Over 35 years ago during the 1981-82 recession, Billy Joel released “Allentown” about the plight of this Pennsylvania town. The song resonated across the Midwest during the worst economic downturn since the Great Depression. It also anticipated, I think, an important change in our economy and society.
I was in high school in suburban Detroit when “Allentown,” and Mr. Joel could easily have been singing about our troubles. Unemployment in Pennsylvania topped out at 12.7 percent in the recession, while Michigan hit 16.4 percent. Something seemed fundamentally wrong.
Fortunately, the U.S. economy recovered, and growth exceeded 7 percent in 1984. President Reagan’s reelection slogan, “It’s morning in America” suggested that the dark days were behind us. His tax cuts and low inflation were beginning to unleash the Reagan-Clinton prosperity.
Prosperity never brought back all the auto, steel, or coal jobs. The causes were many, but the largest was automation. America manufactures as much as ever, just with many fewer workers than in the 1970s. Now artificial intelligence (AI) may automate 800 million jobs worldwide.
Sources of long term, stable employment are vanishing, and AI will accelerate the automation of routinized tasks. In the future, tasks may be automated before hundreds of thousands of workers are hired to do them.

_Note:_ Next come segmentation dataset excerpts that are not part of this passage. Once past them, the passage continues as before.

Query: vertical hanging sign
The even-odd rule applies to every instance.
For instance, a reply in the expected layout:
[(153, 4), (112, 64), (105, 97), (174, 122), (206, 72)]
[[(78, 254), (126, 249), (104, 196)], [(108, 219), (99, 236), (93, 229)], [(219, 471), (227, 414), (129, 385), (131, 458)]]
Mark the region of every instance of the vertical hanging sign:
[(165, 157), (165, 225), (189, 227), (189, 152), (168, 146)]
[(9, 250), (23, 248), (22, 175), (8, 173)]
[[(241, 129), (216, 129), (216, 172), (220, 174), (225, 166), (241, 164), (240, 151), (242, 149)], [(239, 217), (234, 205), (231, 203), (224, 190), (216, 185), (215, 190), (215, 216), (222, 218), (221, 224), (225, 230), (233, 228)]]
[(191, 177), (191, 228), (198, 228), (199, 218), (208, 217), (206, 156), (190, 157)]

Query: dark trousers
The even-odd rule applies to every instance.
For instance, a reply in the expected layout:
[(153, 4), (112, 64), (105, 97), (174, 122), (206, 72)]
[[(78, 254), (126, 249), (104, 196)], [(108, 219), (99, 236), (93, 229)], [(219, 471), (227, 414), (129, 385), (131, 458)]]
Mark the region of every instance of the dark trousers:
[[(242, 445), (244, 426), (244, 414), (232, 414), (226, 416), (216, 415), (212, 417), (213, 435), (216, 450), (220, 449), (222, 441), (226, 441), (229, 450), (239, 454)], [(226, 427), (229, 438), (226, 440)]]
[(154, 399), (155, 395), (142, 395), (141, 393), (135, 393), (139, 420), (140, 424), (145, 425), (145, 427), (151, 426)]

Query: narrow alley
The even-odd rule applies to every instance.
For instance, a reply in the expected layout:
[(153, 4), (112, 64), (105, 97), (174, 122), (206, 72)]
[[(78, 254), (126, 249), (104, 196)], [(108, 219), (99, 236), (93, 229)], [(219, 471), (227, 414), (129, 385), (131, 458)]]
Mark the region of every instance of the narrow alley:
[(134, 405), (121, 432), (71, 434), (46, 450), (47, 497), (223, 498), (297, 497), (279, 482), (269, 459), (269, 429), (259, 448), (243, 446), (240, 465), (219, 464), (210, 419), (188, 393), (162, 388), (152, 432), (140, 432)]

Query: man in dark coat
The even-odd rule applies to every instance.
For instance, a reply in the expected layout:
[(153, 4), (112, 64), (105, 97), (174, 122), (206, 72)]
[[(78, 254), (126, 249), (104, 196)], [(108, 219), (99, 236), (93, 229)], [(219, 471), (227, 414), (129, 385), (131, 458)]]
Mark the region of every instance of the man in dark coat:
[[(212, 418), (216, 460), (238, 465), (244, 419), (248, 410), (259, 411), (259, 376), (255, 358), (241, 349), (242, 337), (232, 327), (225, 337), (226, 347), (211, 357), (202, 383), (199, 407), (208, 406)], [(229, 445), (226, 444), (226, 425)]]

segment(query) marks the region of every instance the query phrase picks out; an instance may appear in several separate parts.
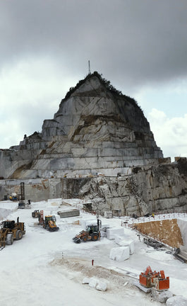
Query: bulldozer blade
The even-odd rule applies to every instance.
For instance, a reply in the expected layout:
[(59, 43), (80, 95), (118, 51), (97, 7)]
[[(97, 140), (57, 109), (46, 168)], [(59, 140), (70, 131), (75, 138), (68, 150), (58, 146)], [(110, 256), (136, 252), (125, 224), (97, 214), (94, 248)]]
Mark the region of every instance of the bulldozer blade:
[(74, 239), (74, 242), (75, 243), (80, 243), (80, 238), (76, 238)]

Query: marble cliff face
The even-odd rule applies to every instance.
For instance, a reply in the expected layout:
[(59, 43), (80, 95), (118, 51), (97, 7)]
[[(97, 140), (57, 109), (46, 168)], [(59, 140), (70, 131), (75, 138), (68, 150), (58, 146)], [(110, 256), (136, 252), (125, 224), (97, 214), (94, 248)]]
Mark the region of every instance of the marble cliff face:
[(71, 89), (54, 118), (44, 121), (41, 133), (25, 136), (19, 146), (0, 153), (5, 179), (49, 180), (49, 191), (55, 186), (49, 198), (85, 197), (95, 208), (116, 208), (128, 214), (155, 209), (150, 201), (155, 194), (146, 192), (148, 169), (155, 174), (163, 162), (169, 159), (163, 159), (137, 103), (96, 72)]

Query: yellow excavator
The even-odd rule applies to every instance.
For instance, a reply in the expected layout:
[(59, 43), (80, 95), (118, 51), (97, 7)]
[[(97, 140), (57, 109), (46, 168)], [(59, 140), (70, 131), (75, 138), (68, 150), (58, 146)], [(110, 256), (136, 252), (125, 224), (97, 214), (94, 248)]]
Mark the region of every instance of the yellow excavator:
[(0, 250), (6, 245), (11, 245), (13, 240), (20, 240), (25, 234), (25, 225), (19, 222), (19, 217), (17, 222), (14, 220), (3, 221), (0, 229)]

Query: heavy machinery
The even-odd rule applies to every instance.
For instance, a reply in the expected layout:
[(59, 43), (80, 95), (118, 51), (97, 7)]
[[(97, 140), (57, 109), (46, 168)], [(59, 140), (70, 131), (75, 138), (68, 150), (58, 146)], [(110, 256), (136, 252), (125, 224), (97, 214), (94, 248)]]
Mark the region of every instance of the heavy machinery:
[(14, 220), (3, 221), (0, 229), (1, 249), (4, 248), (6, 244), (12, 244), (13, 240), (20, 240), (25, 234), (25, 228), (24, 222), (20, 222), (18, 217), (17, 222)]
[(35, 217), (35, 218), (38, 218), (39, 217), (39, 216), (40, 216), (40, 210), (34, 210), (32, 212), (32, 217)]
[(87, 241), (97, 241), (100, 239), (100, 228), (101, 228), (101, 220), (97, 219), (97, 224), (95, 225), (87, 225), (85, 230), (82, 230), (73, 238), (75, 243), (79, 244), (81, 240), (83, 242)]
[(163, 270), (159, 272), (153, 272), (150, 266), (145, 272), (142, 272), (139, 276), (140, 284), (146, 288), (155, 287), (158, 291), (165, 290), (169, 288), (169, 277), (165, 277)]
[(39, 224), (43, 225), (43, 227), (49, 232), (56, 232), (59, 230), (59, 227), (56, 224), (56, 219), (55, 215), (47, 215), (44, 218), (44, 211), (40, 210), (38, 220)]

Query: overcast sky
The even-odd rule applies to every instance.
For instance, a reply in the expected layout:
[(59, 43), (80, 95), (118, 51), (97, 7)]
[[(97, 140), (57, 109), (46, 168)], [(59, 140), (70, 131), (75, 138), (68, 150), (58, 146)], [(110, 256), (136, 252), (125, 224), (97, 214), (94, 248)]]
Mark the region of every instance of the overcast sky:
[(40, 132), (90, 60), (187, 157), (186, 0), (0, 0), (0, 147)]

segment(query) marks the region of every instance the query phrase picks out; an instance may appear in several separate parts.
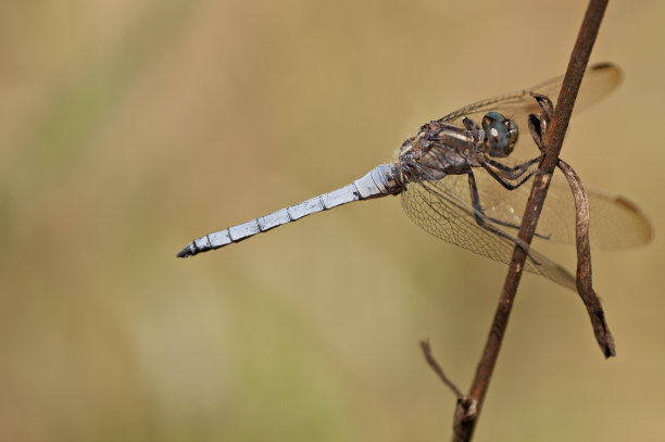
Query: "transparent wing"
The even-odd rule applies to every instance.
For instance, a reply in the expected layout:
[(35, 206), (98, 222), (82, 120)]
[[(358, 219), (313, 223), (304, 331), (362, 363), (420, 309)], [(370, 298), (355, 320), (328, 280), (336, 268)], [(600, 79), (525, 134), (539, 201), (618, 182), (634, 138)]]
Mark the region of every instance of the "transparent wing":
[[(476, 184), (482, 211), (490, 218), (513, 226), (522, 224), (531, 184), (527, 181), (515, 190), (500, 186), (485, 171), (475, 171)], [(447, 188), (470, 204), (466, 176), (446, 177)], [(640, 210), (626, 198), (608, 191), (587, 188), (590, 211), (591, 247), (619, 249), (647, 244), (652, 238), (651, 224)], [(517, 228), (506, 228), (517, 236)], [(554, 173), (537, 233), (554, 242), (575, 243), (575, 201), (566, 179)]]
[[(465, 176), (466, 177), (466, 176)], [(448, 179), (423, 180), (407, 184), (401, 193), (402, 207), (409, 217), (425, 231), (474, 253), (510, 264), (515, 244), (522, 243), (506, 228), (493, 223), (472, 206), (466, 192), (453, 192)], [(456, 176), (459, 178), (459, 176)], [(457, 184), (459, 181), (455, 181)], [(464, 195), (464, 197), (462, 197)], [(476, 223), (479, 216), (502, 235), (491, 232)], [(575, 277), (565, 268), (529, 248), (525, 269), (575, 290)]]
[[(538, 151), (534, 149), (535, 144), (529, 136), (527, 121), (529, 114), (540, 113), (540, 108), (530, 96), (530, 92), (538, 92), (547, 96), (556, 104), (563, 79), (563, 76), (552, 78), (551, 80), (543, 81), (528, 89), (517, 90), (475, 102), (441, 117), (439, 122), (461, 125), (462, 118), (468, 117), (480, 124), (486, 113), (490, 111), (500, 112), (507, 118), (515, 121), (520, 130), (520, 140), (518, 140), (515, 146), (516, 152), (528, 152), (520, 153), (523, 156), (536, 156)], [(575, 101), (575, 111), (573, 114), (576, 115), (578, 112), (602, 100), (616, 89), (620, 81), (622, 70), (616, 65), (600, 63), (589, 67), (585, 73), (579, 93)]]

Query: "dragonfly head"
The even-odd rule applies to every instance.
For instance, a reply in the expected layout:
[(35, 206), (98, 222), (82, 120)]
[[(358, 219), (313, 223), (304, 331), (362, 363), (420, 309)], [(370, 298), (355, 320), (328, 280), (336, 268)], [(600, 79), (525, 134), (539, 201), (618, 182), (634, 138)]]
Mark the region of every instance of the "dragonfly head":
[(499, 112), (488, 112), (482, 117), (482, 130), (485, 139), (482, 142), (487, 152), (493, 157), (505, 157), (513, 152), (519, 130), (517, 123), (509, 119)]

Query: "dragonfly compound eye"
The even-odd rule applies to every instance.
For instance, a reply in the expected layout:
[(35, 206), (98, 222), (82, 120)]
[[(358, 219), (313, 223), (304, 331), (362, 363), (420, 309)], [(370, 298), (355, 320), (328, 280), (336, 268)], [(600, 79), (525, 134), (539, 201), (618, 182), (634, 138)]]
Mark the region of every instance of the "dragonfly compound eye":
[(513, 152), (519, 131), (517, 123), (507, 119), (499, 112), (488, 112), (482, 117), (485, 146), (490, 156), (504, 157)]

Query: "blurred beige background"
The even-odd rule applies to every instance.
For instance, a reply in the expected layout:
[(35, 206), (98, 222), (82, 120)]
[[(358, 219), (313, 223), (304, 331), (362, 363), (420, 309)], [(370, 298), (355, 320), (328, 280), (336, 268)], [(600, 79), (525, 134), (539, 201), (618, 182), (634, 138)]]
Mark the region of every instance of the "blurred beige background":
[[(0, 440), (447, 440), (454, 399), (417, 342), (466, 390), (504, 266), (397, 199), (175, 253), (563, 74), (582, 3), (0, 3)], [(611, 2), (592, 61), (626, 78), (563, 150), (656, 231), (593, 255), (618, 357), (526, 276), (477, 440), (665, 439), (664, 16)]]

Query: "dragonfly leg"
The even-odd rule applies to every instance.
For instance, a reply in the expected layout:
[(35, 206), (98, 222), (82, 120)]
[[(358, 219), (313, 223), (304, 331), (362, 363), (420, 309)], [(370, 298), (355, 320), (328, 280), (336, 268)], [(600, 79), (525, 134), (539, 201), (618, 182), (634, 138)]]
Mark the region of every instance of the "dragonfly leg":
[[(487, 220), (490, 220), (500, 226), (511, 227), (515, 229), (519, 228), (519, 226), (516, 226), (514, 224), (511, 224), (511, 223), (507, 223), (501, 219), (489, 217), (485, 214), (485, 212), (482, 211), (482, 205), (480, 204), (480, 195), (478, 194), (478, 186), (476, 185), (476, 177), (474, 176), (473, 172), (468, 173), (468, 190), (470, 192), (472, 205), (474, 207), (474, 217), (476, 218), (476, 224), (482, 227), (487, 231), (490, 231), (501, 238), (507, 239), (509, 241), (514, 242), (515, 244), (518, 244), (527, 253), (527, 256), (529, 257), (529, 260), (534, 262), (534, 264), (540, 265), (529, 254), (529, 247), (527, 244), (523, 243), (523, 241), (520, 241), (519, 239), (513, 238), (510, 235), (494, 228), (489, 223), (487, 223)], [(538, 236), (538, 233), (536, 235)]]
[(518, 164), (514, 167), (509, 167), (505, 164), (501, 164), (498, 161), (494, 161), (492, 159), (485, 159), (485, 162), (487, 164), (489, 164), (492, 167), (498, 168), (499, 171), (503, 172), (505, 177), (509, 179), (517, 179), (519, 178), (530, 166), (532, 166), (534, 164), (536, 164), (538, 161), (540, 160), (540, 156), (536, 156), (534, 160), (529, 160), (525, 163)]
[[(493, 171), (492, 167), (487, 163), (481, 163), (480, 165), (482, 166), (484, 169), (486, 169), (492, 176), (492, 178), (499, 181), (501, 186), (503, 186), (507, 190), (515, 190), (519, 186), (524, 185), (531, 177), (531, 175), (534, 175), (534, 172), (535, 172), (535, 171), (531, 171), (526, 177), (524, 177), (520, 181), (514, 185), (510, 182), (510, 180), (514, 178), (503, 176), (504, 174), (501, 171), (500, 172)], [(526, 169), (522, 172), (519, 175), (517, 175), (517, 178), (524, 175)]]

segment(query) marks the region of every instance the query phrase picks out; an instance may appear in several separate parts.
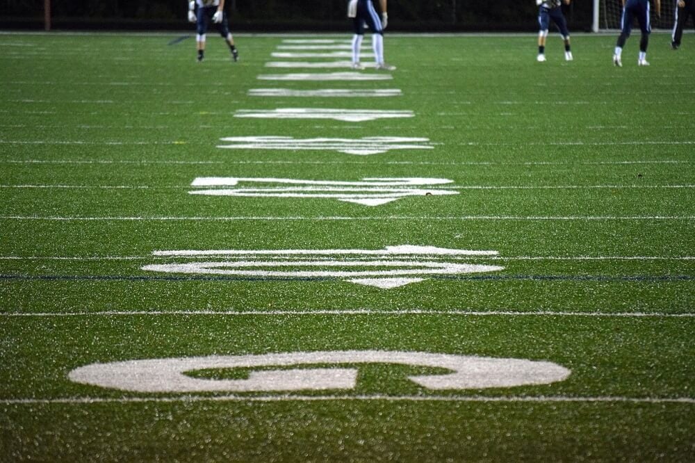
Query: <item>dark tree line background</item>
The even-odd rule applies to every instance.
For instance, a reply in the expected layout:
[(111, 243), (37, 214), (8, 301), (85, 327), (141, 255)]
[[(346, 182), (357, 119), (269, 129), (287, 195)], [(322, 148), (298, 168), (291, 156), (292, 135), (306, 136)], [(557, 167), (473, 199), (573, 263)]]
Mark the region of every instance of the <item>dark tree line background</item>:
[[(619, 1), (619, 0), (614, 0)], [(563, 7), (570, 30), (589, 30), (592, 5)], [(235, 31), (344, 31), (348, 0), (227, 0)], [(375, 1), (378, 4), (377, 1)], [(51, 0), (53, 29), (188, 29), (187, 0)], [(533, 0), (389, 0), (391, 31), (535, 31)], [(44, 0), (0, 0), (0, 27), (42, 29)]]

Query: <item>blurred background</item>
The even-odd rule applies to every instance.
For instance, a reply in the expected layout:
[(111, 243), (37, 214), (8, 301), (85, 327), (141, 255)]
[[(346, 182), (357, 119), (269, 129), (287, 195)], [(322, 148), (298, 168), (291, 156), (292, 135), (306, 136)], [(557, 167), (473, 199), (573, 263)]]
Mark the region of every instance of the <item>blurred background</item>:
[[(619, 5), (620, 0), (614, 1)], [(378, 1), (375, 1), (375, 4)], [(589, 31), (593, 2), (564, 12), (570, 31)], [(345, 32), (348, 0), (227, 0), (233, 31)], [(0, 28), (40, 29), (50, 10), (58, 30), (190, 30), (188, 0), (0, 0)], [(389, 31), (537, 31), (534, 0), (389, 0)]]

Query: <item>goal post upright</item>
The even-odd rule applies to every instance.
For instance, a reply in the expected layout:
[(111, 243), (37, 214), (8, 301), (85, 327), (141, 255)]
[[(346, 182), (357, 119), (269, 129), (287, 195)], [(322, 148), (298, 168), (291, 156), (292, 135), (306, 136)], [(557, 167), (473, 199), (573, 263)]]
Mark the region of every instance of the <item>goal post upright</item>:
[(44, 29), (51, 30), (51, 0), (44, 0)]
[[(48, 0), (47, 0), (48, 1)], [(600, 0), (594, 0), (594, 15), (591, 19), (591, 32), (598, 32), (598, 2)]]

This does not mean the end of work, because our wants and desires for goods and services exceed our productive capacity, and always will. Our households and businesses inevitably have tasks that we’d like done. Humans will be useful, only our jobs will be more fleeting.
“Allentown” foreshadows the social impact of these changes. The lyrics state: “For the Pennsylvania we never found, For the promises our teachers gave, If we worked hard, If we behaved.” These words reflect an implicit deal: follow directions from teachers (and I would add parents and bosses), and you will be taken care of.
I shouldn’t really say taken care of, because the lyrics also mention hard work. Hard work in coal mines, steel mills, and auto plants and helped create the prosperity which workers shared. The middle class, post-War America lifestyle wasn’t a gift from employers, unions, or the government, but a share of the wealth created.
This deal worked because many jobs required on-the-job training but little specific expertise. The skills of a high school graduate sufficed, if people followed the boss’ directions. The gig economy and freelance writer epitomize today’s workplace, and now more people must manage their “careers.” Americans waiting to be told where to go to work hard are struggling in a changing world.
Is anyone responsible for this change? Not really, just as no one designed the prior deal. Economist Adam Smith recognized the existence of spontaneous order in society; our institutions are often the product of human action but not design. The Industrial Revolution’s factories, railroads, and other industries needed workers, and economic and political freedom in England and America meant that people could not be forced into this work. A deal where owners and managers designed the workplaces and marketed the products while employees followed directions made all involved better off.
The old deal is not being shut down by law, and traditional employment will never disappear entirely. One consequence of the ongoing spontaneous change is no official announcement that the old deal is no longer in effect. This probably worsens disillusionment and pain, as a long-successful way of approaching life just isn’t very successful anymore.
President Trump’s proposed tariffs on steel and other imports are a response, I think, to this larger change. We can expect other actions as well, perhaps regulations to slow the introduction of self-driving vehicles to protect jobs. Tariffs and regulations, however, will likely be merely delaying actions.
The good news is that automation will allow us to produce the goods and services we now have, plus many more. And many Americans are embracing freelance careers, perhaps because obeying the boss is often frustrating. The future is bright but will be different, and we must recognize the differences.
Daniel Sutter is the Charles G. Koch Professor of Economics with the Manuel H. Johnson Center for Political Economy at Troy University.